1-3 - estela-1- polémicas ac com o meio ambiente

OS INTELECTUAIS E A ECOLOGIA (*)

(*) Publicado no jornal «A Capital» (Crónica do Planeta Terra), 5/Agosto/1978

20/7/1978 - A perspectiva literária de encarar a Ecologia, de tão anacrónica tem os seus encantos e o artigo de Maria Estela Guedes, no "Diário Popular" de quinta-feira (20/7/78), se nada diz sobre o pretexto que lhe serve de base - a revista "A Urtiga” sobre a qual especula - diz muito e de maneira lapidar sobre a atitude típica de um niilismo moral e filosófico, de um decadentismo neo-romântico e boémio - irónico quantum satis - daquilo enfim que Baudelaire (já ele) terá chamado "os literatos do absinto".
Que o anacronismo não nos desvie a atenção do essencial:  A mito-psicologia latente é a mesma. E os intelectuais que não fizeram, pelo niilismo existencialista e surrealista, a sua ultrapassagem (reciclagem) encontram-se hoje, face à Ecologia, na mesma encruzilhada dos decadentistas .
Maria Estela Guedes revela no seu artigo do "Diário Popular", a posição típica de uma intelectualidade e de um esteticismo que, recusando responsabilidades históricas, se refugia em pré-conceitos de classe: é assim que a vemos incapaz de perceber n' “A Urtiga” e na alternativa ecológica algo mais do que protecção à Natureza, respeito zoófilo pelos passarinhos e toda a mitologia moral inerente ao padrão romântico e ultra-romântico da Natureza já em vigor no tempo de Almeida Garrett.
E pseudo-ironicamente "goza” com tudo isso, como se retardatário e anacrónico fosse o ecologista radical.
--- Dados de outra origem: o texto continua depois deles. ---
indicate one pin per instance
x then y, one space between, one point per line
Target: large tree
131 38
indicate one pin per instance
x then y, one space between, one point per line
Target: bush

Incapaz de perceber o que é Ecologia crítica (a falta de informação dos nossos escritores é proverbial mas eles fazem disso um medalhão), assume a atitude sobresuficiente a respeito de uma pseudo-Ecologia que inventa e que, por incapacidade, por anacronismo, é impotente para perceber nas suas implicações mais prementes e actuais. Goza com um por ela suposto anacronismo nosso (os ecologistas radicais...) quando o anacronismo é dela e , de maneira geral, dos estetas que se recusam a ir além da visão literária do Mundo.
O artigo de Estela Guedes tem a vantagem de explicitar o que centenas de literatos e artistas pensam hoje da Ecologia, sem no entanto terem a coragem de se confessarem.
O curioso do escritor é que se quer sempre à la page e na crista da vaga. Estela Guedes chega a recomendar um livro da Seuil sobre energia do sol... não fosse a malta d' “A Urtiga” , metida cá na província, ignorar o que a sempre luminosa cultura de Paris tem para nos dar.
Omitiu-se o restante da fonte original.